BAGUIO CITY – The City Engineering Office reported that one hundred sixty-seven infrastructure projects in the different parts of the city suffered over P485.3 million worth of damages due monsoon rains last August and Typhoon Ompong last September.
City Engineer Edgar Victorio Olpindo claimed the required programs of work and cost estimates for the repair of the partially and totally damaged public infrastructure projects in the city were submitted by their office to the concerned departments of the local government for the possible funding of programmed repair and restoration of the projects.
The City Engineering Office is in charge of implementing and monitoring the city’s horizontal infrastructure projects such as roads, bridges and the compliance of the same to prescribed standards of roads in urban areas.

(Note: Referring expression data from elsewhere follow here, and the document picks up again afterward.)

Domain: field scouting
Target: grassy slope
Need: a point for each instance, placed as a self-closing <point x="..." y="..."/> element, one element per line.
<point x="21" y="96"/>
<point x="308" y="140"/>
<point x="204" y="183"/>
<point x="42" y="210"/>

“We assure our residents and visitors we are trying our best to make sure our major city and barangay roads are free from obstructions, especially after the weather disturbances that affected the smooth flow of pedestrian and vehicular traffic,” Olpindo stressed.
The city engineer reported one of the activities they did while the weather condition was good was the overlaying of asphalt on damaged roads.
He assured the public that he various divisions in his office remain steadfast in ensuring that the problems of city and barangay road surfaces will be given immediate attention to prevent the same from being the cause of untoward incidents.
Previously, the City Engineering Office had jurisdiction over horizontal and vertical infrastructure in the city but the office was eventually divided where the supervision of horizontal projects remained with the City Engineering Office while the supervision and monitoring of vertical projects went to the City Buildings and Architecture Office (CBAO).
Olpindo said one of the major functions of their office is the declogging of the city’s drainage systems to ensure accumulated debris will be immediately removed avoid flooding that may be triggered by clogged drainage.
The city department head urged various establishments within the central business district area and the different barangays to refrain from directly connecting their sewer lines to the drainage systems constructed by the local government to avoid the unnecessary clogging of the systems as these serve as a link of water from canals to major river systems and these said systems drain the water flowing to the same.
He urged residents who have knowledge of illegal sewer line connections to the city’s main drainage systems to immediately report the matter to the concerned offices of the local government for proper action to be taken.